Docufilm: The Beach Boys

regia di Frank Marshall e Thom Zimny
Questo docufilm, disponibile su Disney+, è dedicato, come dice il titolo, ad uno dei gruppi più importanti della storia del pop-rock, i Beach Boys. Un lavoro, bellissimo, che guarda soprattutto alla dimensione più intima della band americana, raccontandone la parabola (dalle umili origini familiari fino al successo planetario) attraverso filmati ed interviste inedite. Ha scritto Antonio Dipollina: <<Il surf, certamente. Le grandi onde sulle spiagge della California, primi anni 60. Le canzoni e i filmati: arrivavano nelle case dei ragazzi del Minnesota o di Stati centrali degli Usa e quelli scoprivano che esistevano posti così. Ma la storia dei Beach Boys è assai più complessa, significativa e pure simbolica. E il racconto del doc realizzato da Frank Marshall e Thom Zimny decolla davvero quando si incrociano i Beatles (“Perché loro vanno in tv e noi no?”) e quando Brian Wilson decide di cambiare musica e scrive un album perfetto e dentro il tempo. Lennon e McCartney lo ascoltano e corrono a scrivere “Sgt Pepper”>>. L’album si chiamava “Pet Sounds” (1966) e, per avere conferma del livello artistico al quale erano arrivati Wilson e compagni, basterebbe ascoltare una delle canzoni contenute nel disco, Let’s Go Away For Awhile. Un pezzo di cui non si distingueva la tonalità: non c’erano linee melodiche, il motivo era nascosto dentro all’arrangiamento e sin dalle prime battute non si capiva dove volesse andare a parare. L’emblema di un album nel quale era possibile rinvenire, qua e là, le tracce di una grande tradizione compositiva che si poteva far risalire a Bach e Ravel.

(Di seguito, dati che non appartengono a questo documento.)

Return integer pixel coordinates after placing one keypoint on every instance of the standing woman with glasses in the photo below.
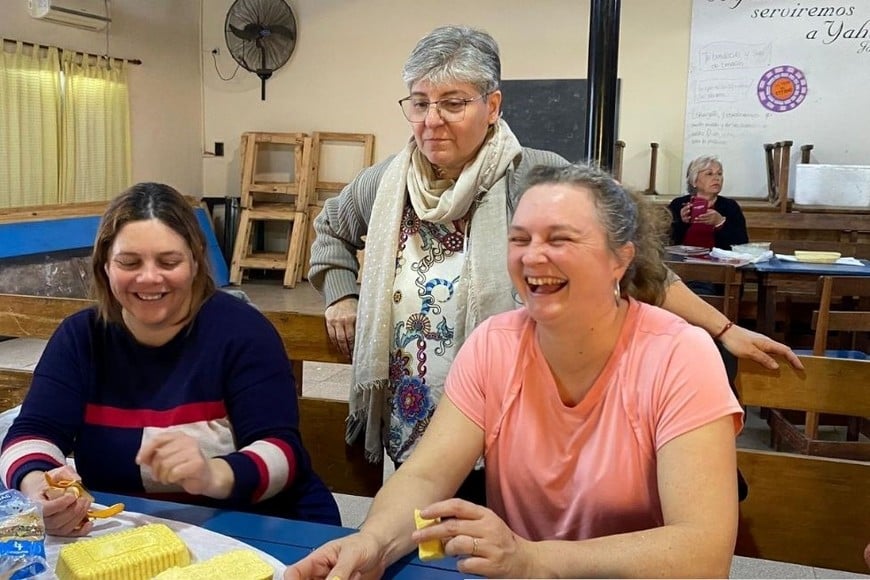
(435, 218)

Tutti i brani di “Pet Sounds” esprimevano compiutamente quello che allora era lo scopo della band guidata da Wilson (geniale ma instabile mente del gruppo): rendere la musica popolare una forma d’arte. Un obiettivo raggiunto grazie alla perizia dimostrata nel gioco delle armonie vocali e nell’orchestrazione, alle soluzioni melodiche, alle sperimentazioni di studio, all’uso di strumenti insoliti per il pop-rock, ai testi essenziali, suggestivi e per nulla banali di Tony Asher e dello stesso Wilson, il quale, pur avendo a disposizione gli stessi mezzi degli altri, era in grado di scrivere canzoni che apparivano come qualcosa di unico. E questo dipendeva, tra le altre cose, dai cambi di tono, dalle modulazioni, dalle progressioni armoniche, che sembravano azzardatissime e invece non lo erano. La colonna sonora di “The Beach Boys” dimostra che, con il passare degli anni, queste canzoni non hanno perso niente del loro smalto, per tutta l’energia che contengono e per quella sorta di inquietudine nascosta che le attraversa (i Beach Boys erano ragazzi di spiaggia che spesso sorridevano senza essere contenti...).

“Definirei le nostre composizioni ombre sotto il sole: rock’n’roll e tanta tristezza. Sono cresciuto ascoltando musica e per alcuni anni ogni cosa è filata liscia. Mi piaceva Chuck Berry. E mi piaceva anche Little Richard. Poi è arrivato Phil Spector. Credo che siano cominciati lì i miei guai. Solo che non me ne resi conto. La sua musica mi ha trascinato fuori dalla realtà. Mi sono talmente staccato dalle cose terrene che, alla fine, per tornare indietro ho dovuto chiedere aiuto. E non sono mai tornato indietro completamente” (Brian Wilson).